Fusion Music
This product is originally a course project but represents a relatively complete and well-developed system. Personally, I liked the core idea of this project so much that I decided to showcase it here.
Introduction
We all love music, and music is undeniably cool. Moreover, we want many people to create music together, which is why we made this system collaborative.
In a nutshell, Fusion Music is a real-time collaborative music editing platform where multiple users can work together on music projects simultaneously. It is composed of three main components designed to deliver a seamless collaborative experience.
To be honest, since this started as a course project, it sometimes has a playful and relatively simple nature. However, it embodies many ideas we want to expand upon. A course project is one thing, industrial-grade software another. Here, I simply present what this project currently achieves.
And, while I had a team, I personally handled about 80% of the work—including technical design, establishing a workable CI/CD workflow, collaboration features, fixing all frontend bugs, integration, about 90% of unit testing, deployment, and team management. The contributions from teammates were valuable, but I was able to do their parts more quickly. Considering participation grades and fairness, we had to balance team members’ interests. Despite these constraints, this was not an such enjoyable journey, but I’m grateful for the lessons learned. Thank you, God!
Main User Workflow
The user workflow is straightforward: users enter the editor, invite friends to join, and start collaborating. Users drag and drop notes onto the musical staff and then play back the sound. To keep things manageable, we introduced a music document list page similar to Google Docs, where auto-generated preview images enhance visual browsing.

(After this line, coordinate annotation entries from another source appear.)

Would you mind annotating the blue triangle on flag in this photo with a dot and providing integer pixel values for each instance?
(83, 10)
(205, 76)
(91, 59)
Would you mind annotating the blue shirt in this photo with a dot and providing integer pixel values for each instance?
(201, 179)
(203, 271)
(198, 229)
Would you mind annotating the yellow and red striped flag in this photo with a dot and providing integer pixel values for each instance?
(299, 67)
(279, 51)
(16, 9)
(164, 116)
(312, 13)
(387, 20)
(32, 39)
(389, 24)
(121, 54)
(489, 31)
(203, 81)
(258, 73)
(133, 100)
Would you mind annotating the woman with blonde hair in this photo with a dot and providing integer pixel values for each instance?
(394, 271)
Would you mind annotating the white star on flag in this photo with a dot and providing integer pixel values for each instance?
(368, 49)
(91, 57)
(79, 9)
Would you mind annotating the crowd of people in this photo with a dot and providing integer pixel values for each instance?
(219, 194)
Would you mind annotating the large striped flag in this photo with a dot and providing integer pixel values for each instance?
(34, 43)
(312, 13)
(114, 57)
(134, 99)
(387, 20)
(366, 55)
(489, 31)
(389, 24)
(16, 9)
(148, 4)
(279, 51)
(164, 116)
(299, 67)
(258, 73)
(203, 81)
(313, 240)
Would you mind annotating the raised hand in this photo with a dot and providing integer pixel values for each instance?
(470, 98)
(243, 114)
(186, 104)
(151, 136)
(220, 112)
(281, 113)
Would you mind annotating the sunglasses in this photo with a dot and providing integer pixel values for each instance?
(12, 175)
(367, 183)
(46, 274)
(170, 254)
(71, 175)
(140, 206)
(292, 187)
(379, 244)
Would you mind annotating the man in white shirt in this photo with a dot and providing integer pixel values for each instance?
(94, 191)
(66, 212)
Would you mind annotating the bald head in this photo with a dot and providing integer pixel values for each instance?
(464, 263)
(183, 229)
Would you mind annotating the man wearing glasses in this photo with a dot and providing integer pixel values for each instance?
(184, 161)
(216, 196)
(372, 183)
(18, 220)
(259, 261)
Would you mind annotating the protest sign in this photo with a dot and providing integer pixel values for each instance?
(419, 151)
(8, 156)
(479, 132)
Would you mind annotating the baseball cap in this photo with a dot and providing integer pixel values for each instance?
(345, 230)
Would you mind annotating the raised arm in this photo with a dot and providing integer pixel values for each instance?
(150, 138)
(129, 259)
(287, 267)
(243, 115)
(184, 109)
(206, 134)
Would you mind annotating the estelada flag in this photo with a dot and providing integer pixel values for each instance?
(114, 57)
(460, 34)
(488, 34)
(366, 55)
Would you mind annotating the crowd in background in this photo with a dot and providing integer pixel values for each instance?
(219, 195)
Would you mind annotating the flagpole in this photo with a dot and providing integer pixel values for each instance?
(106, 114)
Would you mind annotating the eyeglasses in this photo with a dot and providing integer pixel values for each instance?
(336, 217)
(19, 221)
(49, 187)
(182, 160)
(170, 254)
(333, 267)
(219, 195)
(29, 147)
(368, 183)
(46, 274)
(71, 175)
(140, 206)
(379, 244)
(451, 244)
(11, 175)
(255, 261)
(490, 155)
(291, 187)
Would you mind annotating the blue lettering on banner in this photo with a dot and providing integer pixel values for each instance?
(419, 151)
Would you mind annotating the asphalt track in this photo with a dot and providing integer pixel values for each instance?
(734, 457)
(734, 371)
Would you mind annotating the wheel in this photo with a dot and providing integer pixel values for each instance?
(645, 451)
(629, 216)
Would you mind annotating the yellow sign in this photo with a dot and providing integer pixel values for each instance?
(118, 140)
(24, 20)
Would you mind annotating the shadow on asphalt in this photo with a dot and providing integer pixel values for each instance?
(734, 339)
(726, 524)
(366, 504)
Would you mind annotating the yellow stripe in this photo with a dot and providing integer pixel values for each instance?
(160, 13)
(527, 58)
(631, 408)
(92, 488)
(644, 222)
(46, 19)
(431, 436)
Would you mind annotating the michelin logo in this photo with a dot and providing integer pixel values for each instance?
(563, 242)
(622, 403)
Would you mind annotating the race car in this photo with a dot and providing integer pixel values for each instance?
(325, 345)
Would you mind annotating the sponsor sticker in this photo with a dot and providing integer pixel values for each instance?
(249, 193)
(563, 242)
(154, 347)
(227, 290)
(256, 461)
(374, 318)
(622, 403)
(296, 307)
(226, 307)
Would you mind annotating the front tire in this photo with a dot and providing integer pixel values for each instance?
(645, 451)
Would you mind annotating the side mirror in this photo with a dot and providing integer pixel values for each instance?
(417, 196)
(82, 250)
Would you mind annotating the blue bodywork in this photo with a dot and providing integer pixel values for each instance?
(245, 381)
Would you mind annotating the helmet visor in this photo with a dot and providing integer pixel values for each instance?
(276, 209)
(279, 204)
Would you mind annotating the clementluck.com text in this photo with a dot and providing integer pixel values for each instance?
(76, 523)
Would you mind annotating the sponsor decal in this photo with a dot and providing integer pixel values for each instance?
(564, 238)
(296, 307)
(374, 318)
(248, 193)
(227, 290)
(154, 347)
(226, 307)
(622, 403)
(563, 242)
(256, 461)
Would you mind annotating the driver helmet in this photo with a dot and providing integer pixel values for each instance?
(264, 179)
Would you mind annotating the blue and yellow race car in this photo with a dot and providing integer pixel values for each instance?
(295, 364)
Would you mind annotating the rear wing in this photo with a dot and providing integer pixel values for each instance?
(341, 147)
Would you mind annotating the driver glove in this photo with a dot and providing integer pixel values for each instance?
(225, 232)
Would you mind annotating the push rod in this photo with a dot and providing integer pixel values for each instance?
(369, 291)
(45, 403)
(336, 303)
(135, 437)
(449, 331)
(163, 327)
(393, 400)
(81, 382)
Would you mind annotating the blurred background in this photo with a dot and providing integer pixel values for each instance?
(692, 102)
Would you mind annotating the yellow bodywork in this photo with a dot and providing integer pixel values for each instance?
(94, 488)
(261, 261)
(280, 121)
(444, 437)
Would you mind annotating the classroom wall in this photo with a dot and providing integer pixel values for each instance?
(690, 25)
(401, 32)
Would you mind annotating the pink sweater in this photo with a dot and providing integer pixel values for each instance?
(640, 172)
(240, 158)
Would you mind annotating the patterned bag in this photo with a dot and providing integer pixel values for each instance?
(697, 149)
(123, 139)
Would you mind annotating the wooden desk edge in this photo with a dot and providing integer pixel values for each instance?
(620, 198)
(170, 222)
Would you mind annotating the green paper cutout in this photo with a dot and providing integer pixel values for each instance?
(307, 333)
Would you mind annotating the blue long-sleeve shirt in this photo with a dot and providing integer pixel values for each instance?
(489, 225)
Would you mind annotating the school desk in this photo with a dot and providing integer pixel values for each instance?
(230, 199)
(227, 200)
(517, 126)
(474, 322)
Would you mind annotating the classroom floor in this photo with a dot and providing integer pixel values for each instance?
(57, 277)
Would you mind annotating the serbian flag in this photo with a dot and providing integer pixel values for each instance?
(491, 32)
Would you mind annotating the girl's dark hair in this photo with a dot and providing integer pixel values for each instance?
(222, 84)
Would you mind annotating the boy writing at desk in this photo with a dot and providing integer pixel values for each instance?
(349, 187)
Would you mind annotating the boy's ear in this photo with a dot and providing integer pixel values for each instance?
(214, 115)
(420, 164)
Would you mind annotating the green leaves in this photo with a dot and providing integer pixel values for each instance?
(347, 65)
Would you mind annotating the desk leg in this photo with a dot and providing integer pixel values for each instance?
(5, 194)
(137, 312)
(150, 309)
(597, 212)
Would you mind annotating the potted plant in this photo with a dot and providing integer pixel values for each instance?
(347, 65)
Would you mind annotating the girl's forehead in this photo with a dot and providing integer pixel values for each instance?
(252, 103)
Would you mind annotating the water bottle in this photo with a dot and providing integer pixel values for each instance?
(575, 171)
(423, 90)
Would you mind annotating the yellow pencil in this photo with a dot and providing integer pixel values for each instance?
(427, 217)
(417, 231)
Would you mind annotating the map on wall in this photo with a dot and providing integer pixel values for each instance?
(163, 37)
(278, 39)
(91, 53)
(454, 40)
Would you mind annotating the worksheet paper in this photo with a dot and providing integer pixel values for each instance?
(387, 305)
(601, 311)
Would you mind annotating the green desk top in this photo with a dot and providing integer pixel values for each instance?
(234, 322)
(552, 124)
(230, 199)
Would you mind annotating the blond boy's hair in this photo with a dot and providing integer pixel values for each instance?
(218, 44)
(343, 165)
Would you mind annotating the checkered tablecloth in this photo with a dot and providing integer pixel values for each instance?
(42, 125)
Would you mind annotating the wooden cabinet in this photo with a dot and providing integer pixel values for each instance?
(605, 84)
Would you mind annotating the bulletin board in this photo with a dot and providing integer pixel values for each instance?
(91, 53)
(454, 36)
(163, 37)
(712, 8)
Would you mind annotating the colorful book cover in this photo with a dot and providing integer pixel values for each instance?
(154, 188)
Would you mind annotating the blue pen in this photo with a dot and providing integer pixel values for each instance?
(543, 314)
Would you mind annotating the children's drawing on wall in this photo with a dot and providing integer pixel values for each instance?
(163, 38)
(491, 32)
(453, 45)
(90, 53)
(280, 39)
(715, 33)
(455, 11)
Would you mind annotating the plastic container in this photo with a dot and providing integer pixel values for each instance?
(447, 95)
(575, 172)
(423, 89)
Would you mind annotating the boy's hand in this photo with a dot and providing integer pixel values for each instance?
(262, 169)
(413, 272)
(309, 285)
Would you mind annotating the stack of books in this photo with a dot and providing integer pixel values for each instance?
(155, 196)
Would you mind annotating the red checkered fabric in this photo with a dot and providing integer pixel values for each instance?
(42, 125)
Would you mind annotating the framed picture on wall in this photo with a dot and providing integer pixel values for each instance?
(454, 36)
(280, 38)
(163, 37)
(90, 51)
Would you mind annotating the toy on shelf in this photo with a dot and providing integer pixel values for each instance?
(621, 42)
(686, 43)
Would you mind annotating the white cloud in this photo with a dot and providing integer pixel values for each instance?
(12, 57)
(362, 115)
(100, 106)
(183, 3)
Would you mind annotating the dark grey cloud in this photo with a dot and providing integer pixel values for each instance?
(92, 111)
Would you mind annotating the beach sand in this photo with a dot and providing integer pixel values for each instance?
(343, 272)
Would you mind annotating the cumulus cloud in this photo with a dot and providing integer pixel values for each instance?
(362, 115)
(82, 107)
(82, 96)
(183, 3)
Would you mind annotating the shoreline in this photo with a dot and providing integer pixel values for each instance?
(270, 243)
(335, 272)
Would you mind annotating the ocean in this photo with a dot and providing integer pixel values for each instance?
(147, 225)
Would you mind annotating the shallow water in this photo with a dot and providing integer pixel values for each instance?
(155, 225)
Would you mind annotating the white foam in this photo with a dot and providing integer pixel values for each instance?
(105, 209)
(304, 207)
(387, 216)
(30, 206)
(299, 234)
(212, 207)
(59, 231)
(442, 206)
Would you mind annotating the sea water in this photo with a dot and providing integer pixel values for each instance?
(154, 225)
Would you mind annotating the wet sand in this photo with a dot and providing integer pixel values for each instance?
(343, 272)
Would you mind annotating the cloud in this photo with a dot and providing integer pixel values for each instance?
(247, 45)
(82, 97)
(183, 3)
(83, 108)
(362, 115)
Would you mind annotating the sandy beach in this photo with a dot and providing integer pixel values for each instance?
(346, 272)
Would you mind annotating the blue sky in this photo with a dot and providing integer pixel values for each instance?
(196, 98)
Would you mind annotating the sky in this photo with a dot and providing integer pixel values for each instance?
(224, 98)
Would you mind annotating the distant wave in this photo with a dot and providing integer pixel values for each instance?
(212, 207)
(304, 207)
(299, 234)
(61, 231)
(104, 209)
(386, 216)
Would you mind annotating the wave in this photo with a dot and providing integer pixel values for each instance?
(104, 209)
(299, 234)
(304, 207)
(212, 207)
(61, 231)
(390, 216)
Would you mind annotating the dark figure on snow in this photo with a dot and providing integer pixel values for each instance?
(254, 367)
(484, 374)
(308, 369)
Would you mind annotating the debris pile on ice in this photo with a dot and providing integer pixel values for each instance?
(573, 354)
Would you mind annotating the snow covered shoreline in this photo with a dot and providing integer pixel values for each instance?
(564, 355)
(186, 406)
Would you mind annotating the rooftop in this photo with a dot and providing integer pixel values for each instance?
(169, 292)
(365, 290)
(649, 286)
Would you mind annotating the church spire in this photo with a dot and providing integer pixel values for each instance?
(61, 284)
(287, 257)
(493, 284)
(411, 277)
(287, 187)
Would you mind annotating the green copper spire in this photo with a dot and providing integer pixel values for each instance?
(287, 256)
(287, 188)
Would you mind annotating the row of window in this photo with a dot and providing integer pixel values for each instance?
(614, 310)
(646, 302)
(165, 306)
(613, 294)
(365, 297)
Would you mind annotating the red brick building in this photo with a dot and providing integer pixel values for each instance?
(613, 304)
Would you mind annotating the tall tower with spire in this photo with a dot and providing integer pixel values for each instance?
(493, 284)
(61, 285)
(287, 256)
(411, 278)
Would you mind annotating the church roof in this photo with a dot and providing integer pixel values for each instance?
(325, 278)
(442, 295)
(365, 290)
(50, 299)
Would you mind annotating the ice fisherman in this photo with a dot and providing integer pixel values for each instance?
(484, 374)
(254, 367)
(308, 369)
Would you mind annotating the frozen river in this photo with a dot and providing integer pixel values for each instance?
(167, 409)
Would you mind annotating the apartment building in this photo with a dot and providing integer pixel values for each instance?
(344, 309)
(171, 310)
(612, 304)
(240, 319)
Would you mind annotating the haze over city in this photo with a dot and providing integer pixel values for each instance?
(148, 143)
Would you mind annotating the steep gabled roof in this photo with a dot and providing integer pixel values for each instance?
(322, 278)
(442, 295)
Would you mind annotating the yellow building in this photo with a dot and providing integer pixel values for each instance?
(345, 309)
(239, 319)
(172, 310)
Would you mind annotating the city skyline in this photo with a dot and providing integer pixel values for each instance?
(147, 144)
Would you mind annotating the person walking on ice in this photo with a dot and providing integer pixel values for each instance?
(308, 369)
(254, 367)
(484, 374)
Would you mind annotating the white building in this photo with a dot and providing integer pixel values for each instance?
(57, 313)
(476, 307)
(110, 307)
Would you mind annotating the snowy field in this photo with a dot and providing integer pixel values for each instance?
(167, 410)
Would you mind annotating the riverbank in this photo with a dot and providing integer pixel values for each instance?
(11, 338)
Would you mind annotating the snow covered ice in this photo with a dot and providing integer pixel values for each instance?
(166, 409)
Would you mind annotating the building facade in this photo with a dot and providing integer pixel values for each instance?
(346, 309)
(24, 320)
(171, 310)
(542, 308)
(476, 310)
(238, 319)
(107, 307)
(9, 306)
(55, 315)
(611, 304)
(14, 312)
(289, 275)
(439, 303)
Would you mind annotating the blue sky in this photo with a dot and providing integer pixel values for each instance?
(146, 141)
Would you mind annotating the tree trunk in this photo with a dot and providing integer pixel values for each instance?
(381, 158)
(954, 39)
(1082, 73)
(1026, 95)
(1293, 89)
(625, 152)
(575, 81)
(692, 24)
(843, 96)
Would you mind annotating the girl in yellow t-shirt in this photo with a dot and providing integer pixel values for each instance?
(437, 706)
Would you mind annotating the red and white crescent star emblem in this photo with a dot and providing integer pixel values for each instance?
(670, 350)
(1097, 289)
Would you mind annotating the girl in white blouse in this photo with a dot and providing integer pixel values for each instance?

All features require users to log in via Google OAuth first. The path is simply: Google login → document list page → music staff editor page. That’s it. Very simple. A few screenshots below illustrate the user experience clearly.
Tech Design
As the technical lead, I adopted domain-driven design (DDD) as the core architectural philosophy from the outset. It was my first time personally using DDD as the main guiding approach, and I found it extremely effective. There were two key benefits: firstly, it simplified task allocation across team members; secondly, it ensured a highly modular system design, facilitating coding and maintenance. Tasks were assigned according to these domain boundaries and individual expertise, which fostered strong ownership, minimized merge conflicts, and enabled parallel development. This approach ensured high cohesion within modules and accelerated onboarding of new components. Also, it is good and perfect align with the agile process.
About domain-driven design:
Though not my first mechanical exposure to DDD, this is the first time I consciously chose it for overall architecture design. Reflecting on my 2021–2024 work, I realized our collaborative document systems naturally embrace clear domain responsibilities, but back then I was a coder, not an architect.
I divided the system into four domains as follows:
Domain | Responsibilities |
---|---|
Collaboration & Storage | User presence tracking, note synchronization via WebSocket, and score persistence in MongoDB. |
Canvas Rendering & Dragging | Staff layout, drag-and-drop note placement, spatial mapping, and drawing loop control. |
Wrapper UI Interaction | Manages outer layout: navigation, avatars, toolbars, and page transitions. |
Note Semantics & Playback | Note typing, duration handling, rhythm mapping, and audio rendering. |
The canvas and collaboration modules are the most challenging parts, which we will explore further.
System Architecture
Fusion Music employs a layered, service-oriented architecture. Interaction logic, data flow, and synchronization are split cleanly between frontend, backend, and WebSocket subsystems. Figure~\ref{fig:architecture} depicts the main components and their interrelations.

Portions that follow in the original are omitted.